On solutions with polynomial growth to an autonomous nonlinear elliptic problem

TL;DR

This paper investigates solutions to a nonlinear elliptic equation with periodic nonlinearity, proving one-dimensionality for solutions with linear growth and constructing solutions with polynomial growth in two dimensions.

Contribution

It establishes that solutions with linear growth are one-dimensional and constructs solutions with polynomial growth in two dimensions, expanding understanding of solution behaviors.

Findings

Solutions with linear growth are one-dimensional.

Existence of solutions with polynomial growth in two dimensions.

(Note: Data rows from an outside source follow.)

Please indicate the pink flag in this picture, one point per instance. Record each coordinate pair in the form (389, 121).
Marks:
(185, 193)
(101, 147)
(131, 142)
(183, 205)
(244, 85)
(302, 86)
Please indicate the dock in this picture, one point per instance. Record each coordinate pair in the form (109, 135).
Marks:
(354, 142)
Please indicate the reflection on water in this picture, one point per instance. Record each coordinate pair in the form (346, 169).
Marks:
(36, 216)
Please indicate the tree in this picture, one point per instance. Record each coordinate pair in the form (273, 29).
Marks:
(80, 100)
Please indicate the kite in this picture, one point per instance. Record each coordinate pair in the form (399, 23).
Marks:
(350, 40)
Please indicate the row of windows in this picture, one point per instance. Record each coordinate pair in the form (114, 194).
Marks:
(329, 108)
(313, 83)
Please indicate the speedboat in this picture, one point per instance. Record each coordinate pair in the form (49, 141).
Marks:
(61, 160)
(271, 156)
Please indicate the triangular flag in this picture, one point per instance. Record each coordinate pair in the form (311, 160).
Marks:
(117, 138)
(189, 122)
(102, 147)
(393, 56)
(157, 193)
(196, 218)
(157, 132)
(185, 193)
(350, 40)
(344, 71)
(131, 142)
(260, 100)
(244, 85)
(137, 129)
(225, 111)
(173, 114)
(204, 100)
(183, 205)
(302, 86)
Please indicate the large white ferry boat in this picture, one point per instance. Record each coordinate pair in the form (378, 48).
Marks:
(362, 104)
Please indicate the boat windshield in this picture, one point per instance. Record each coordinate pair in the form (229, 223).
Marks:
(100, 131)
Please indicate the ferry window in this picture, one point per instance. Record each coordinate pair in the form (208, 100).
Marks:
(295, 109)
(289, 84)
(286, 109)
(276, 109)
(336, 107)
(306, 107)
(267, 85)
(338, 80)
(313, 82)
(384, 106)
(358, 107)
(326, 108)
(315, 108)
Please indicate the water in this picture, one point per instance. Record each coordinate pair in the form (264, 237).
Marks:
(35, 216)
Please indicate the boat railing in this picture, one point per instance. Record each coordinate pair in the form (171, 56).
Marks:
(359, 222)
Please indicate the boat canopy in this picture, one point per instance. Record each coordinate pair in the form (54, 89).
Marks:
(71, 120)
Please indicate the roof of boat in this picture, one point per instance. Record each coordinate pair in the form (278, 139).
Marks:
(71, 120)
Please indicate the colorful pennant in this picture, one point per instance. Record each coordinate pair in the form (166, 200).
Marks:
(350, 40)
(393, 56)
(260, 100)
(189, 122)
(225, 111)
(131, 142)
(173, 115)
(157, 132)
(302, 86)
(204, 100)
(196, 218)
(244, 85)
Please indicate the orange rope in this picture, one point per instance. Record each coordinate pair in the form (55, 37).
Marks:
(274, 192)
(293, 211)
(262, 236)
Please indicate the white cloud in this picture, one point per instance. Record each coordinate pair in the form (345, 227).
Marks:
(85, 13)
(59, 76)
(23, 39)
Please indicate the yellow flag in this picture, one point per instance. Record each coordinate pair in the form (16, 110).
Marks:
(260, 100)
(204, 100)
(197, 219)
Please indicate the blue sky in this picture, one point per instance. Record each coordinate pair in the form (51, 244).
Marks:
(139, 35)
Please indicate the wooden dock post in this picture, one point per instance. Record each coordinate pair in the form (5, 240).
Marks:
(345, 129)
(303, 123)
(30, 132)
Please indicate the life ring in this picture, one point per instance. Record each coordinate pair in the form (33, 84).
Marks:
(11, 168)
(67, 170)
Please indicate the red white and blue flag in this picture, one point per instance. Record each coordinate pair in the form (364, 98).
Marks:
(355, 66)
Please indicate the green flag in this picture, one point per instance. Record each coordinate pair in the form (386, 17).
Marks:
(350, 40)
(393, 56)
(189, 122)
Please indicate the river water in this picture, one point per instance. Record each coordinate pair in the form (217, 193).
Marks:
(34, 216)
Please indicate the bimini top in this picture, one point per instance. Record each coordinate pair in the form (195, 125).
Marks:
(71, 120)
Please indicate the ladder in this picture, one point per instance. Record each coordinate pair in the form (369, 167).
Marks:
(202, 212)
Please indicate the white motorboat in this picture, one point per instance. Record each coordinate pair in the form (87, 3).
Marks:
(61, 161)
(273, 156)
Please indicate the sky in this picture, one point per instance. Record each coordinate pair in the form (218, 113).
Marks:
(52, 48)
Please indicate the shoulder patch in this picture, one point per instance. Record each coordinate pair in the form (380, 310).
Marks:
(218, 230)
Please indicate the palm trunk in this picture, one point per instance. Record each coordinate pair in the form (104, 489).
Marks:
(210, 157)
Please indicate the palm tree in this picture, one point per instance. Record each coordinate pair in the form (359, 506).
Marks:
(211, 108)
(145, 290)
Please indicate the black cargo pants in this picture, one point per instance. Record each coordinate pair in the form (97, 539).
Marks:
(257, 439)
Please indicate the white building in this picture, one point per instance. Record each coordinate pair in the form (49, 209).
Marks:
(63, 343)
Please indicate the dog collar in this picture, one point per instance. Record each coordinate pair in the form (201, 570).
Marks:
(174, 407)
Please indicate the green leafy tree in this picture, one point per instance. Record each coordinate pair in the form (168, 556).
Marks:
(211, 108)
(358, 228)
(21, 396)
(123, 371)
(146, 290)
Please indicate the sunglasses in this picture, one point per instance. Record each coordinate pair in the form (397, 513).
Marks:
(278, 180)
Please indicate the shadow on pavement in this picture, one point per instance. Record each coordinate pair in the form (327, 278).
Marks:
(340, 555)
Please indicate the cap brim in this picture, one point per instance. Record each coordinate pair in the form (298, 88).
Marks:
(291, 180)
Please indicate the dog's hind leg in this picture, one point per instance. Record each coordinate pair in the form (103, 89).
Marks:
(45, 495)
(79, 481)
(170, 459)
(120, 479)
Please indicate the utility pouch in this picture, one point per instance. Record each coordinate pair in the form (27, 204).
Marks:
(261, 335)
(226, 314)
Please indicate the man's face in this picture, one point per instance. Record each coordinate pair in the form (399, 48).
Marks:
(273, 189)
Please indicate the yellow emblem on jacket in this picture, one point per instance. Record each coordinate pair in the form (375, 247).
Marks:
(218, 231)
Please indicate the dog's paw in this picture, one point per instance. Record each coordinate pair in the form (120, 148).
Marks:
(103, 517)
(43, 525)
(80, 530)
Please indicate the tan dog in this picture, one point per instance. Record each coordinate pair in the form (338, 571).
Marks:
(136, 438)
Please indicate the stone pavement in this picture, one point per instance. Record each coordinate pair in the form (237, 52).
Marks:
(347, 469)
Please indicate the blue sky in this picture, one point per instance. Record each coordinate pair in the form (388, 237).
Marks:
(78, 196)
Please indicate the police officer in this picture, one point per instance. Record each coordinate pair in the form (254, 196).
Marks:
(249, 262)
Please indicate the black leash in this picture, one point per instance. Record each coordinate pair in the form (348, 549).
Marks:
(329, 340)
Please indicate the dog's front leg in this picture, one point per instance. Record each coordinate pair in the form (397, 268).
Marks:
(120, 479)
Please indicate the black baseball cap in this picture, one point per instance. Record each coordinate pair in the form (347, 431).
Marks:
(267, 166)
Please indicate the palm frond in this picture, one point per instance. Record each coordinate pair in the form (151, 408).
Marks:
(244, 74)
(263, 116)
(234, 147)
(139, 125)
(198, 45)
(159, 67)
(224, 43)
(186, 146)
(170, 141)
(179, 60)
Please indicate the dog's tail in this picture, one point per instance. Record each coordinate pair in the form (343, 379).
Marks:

Characterization of solutions based on growth rates.

Abstract

We study the following nonlinear elliptic problem [-\Delta u =F^{'} (u) in {\mathbb R}^n] where $F(u)$ is a periodic function. Moser (1986) showed that for any minimal and nonself-intersecting solution, there exist $ \alpha \in {\mathbb R}^n$ and $ C>0$ such that [(*) | u- \alpha \cdot x | \leq C.] He also showed the existence of solutions with any prescribed $\alpha \in {\mathbb R}^n$. In this note, we first prove that any solution satisfying (*) with nonzero vector $\alpha$ must be one dimensional. Then we show that in ${\mathbb R}^2$, for any positive integer $d\geq 1$ there exists a solution with polynomial growth $|x|^d$.